Il existe des vies qui s’épanouissent sans permission, qui volent librement, qui fleurissent à l’état sauvage. Chaque 3 mars, le calendrier écologique nous invite à les observer : c’est la Journée mondiale de la vie sauvage, une date que l’ONU a dédiée en 2026 aux plantes médicinales et aromatiques qui nourrissent les corps et les traditions.

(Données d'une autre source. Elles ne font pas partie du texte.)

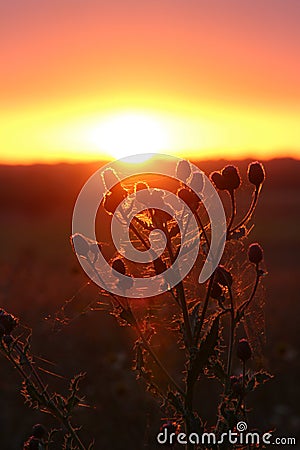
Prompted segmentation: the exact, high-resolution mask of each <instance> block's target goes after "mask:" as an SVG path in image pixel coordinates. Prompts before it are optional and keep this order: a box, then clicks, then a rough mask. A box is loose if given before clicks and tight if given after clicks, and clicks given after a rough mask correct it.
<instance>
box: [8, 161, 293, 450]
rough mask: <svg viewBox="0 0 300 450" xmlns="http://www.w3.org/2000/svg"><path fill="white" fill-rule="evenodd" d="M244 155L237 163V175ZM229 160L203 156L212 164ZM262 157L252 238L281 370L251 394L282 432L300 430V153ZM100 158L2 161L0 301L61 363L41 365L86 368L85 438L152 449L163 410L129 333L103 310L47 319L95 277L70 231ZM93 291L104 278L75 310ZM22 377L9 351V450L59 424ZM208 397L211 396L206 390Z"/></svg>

Et s’il est un endroit à Cuba où la terre parle à travers ses feuilles et ses montagnes, c’est bien Holguín. Car cette terre de l’est de Cuba n’est pas seulement faite de soleil et de plages, même si Guardalavaca brille sur les cartes postales. C’est aussi une tapisserie de secrets verdoyants. Les rivières qui la traversent, comme le Jigüe ou le Cacoyugüín, serpentent à travers des vallées que les premiers chroniqueurs coloniaux décrivaient comme « extrêmement fertiles, avec des pâturages et des arbres robustes ». Un paradis qui subsiste encore aujourd’hui, résistant aux ravages du temps et à la main de l’homme.

Parc national Alejandro de Humboldt : Ici, la nature a trouvé refuge dans 17 aires protégées. La province s’enorgueillit de deux parcs nationaux – dont le parc national Alejandro de Humboldt, site du patrimoine mondial partagé avec Guantánamo –, de quatre refuges fauniques et de plusieurs réserves écologiques qui constituent les derniers vestiges de nos forêts indigènes. Ces espaces abritent des espèces endémiques telles que le solénodon de Cuba, le trogon de Cuba et l’hutia de Cuba, ainsi qu’une avifaune diversifiée qui s’éveille chaque matin au chant du moqueur polyglotte et au vol du colibri émeraude de Cuba.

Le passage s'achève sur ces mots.